Филипп Филиппович, полный блондин с приятным круглым лицом, с необыкновенно живыми глазами, на дне которых покоилась не видная никому грусть, затаенная, по-видимому, вечная, неизлечимая, сидел за барьером в углу, чрезвычайно уютном. День ли был на дворе или ночь, у Филиппа Филипповича всегда был вечер с горящей лампой под зеленым колпаком. Перед Филиппом Филипповичем на письменном столе помещалось четыре календаря, сплошь исписанные таинственными записями, вроде: «Прян. 2, парт. 4», «13 утр. 2», «Мон. 77727» и в этом роде.

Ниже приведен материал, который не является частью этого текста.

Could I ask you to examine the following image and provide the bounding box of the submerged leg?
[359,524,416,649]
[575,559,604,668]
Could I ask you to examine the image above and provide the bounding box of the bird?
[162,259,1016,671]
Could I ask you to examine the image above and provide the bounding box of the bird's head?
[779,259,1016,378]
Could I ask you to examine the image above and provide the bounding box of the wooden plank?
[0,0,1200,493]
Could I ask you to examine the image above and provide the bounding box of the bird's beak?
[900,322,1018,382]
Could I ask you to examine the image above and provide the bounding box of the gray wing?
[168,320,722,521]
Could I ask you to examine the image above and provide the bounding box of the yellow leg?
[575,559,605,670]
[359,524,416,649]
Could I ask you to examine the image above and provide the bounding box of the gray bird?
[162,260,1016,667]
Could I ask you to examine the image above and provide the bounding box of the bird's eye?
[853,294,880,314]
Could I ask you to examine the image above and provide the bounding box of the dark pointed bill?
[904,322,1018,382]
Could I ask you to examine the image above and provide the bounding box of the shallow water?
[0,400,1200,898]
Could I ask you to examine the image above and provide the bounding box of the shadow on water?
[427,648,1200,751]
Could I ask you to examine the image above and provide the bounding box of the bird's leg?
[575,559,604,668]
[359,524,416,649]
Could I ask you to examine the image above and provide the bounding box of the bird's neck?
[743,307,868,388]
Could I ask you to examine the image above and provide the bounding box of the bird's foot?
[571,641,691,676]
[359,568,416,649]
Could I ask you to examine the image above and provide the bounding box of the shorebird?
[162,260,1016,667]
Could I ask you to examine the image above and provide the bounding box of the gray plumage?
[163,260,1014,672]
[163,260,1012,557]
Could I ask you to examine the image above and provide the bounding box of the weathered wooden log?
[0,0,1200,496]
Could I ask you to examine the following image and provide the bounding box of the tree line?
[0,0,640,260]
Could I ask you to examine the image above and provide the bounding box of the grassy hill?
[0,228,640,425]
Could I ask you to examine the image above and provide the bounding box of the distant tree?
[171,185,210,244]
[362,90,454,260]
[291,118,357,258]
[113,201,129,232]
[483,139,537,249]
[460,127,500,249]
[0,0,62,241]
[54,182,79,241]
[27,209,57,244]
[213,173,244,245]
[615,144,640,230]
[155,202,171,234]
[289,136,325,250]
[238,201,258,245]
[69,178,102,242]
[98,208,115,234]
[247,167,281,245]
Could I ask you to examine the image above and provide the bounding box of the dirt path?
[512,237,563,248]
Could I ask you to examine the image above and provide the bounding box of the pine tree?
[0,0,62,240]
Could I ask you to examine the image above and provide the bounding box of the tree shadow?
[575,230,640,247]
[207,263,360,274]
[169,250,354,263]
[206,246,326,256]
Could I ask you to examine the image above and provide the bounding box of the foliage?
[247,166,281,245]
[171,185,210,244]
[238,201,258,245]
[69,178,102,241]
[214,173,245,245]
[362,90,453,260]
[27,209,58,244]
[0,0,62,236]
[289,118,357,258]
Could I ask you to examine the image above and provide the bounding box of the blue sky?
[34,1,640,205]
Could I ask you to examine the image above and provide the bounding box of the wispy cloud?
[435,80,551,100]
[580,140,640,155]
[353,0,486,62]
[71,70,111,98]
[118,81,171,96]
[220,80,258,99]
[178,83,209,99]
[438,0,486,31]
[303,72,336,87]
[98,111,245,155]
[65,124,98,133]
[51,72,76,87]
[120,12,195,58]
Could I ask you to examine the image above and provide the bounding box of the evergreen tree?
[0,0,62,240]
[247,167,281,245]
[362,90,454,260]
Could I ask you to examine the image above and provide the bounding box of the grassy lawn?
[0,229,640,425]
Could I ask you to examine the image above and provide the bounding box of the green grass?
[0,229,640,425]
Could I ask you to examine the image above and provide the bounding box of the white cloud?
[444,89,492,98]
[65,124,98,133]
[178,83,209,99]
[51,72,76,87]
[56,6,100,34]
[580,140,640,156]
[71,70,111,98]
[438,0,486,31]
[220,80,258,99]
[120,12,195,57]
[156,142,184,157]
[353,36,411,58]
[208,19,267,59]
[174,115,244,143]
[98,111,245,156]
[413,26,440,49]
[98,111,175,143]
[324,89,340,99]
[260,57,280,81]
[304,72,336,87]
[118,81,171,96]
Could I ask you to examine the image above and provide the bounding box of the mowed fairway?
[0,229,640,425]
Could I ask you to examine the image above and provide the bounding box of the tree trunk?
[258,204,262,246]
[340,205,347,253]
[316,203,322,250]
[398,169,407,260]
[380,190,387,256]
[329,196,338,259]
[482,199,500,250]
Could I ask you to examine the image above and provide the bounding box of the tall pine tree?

Такими же знаками были исчерчены пять раскрытых блокнотов на столе. Над Филиппом Филипповичем высилось чучело бурого медведя, в глаза которого были вставлены электрические лампочки. Филипп Филиппович был огражден от внешнего мира барьером, и в любой час дня на этом барьере лежали животами люди в самых разнообразных одеждах. Здесь перед Филиппом Филипповичем проходила вся страна, это можно сказать с уверенностью; здесь перед ним были представители всех классов, групп, прослоек, убеждений, пола, возраста. Какие-то бедно одетые гражданки в затасканных шляпах сменялись военными с петлицами разного цвета. Военные уступали место хорошо одетым мужчинам с бобровыми воротниками и крахмальными воротничками. Среди крахмальных воротничков иногда мелькала ситцевая косоворотка. Кепка на буйных кудрях. Роскошная дама с горностаем на плечах. Шапка с ушами, подбитый глаз. Подросток женского пола с напудренным носиком. Человек в болотных сапогах, в чуйке, подпоясан ремнем. Еще военный, один ромб. Какой-то бритый, с забинтованной головой. Старуха с трясущейся челюстью, мертвенными глазами и почему-то говорящая со своей спутницей по-французски, а спутница в мужских калошах. Тулуп.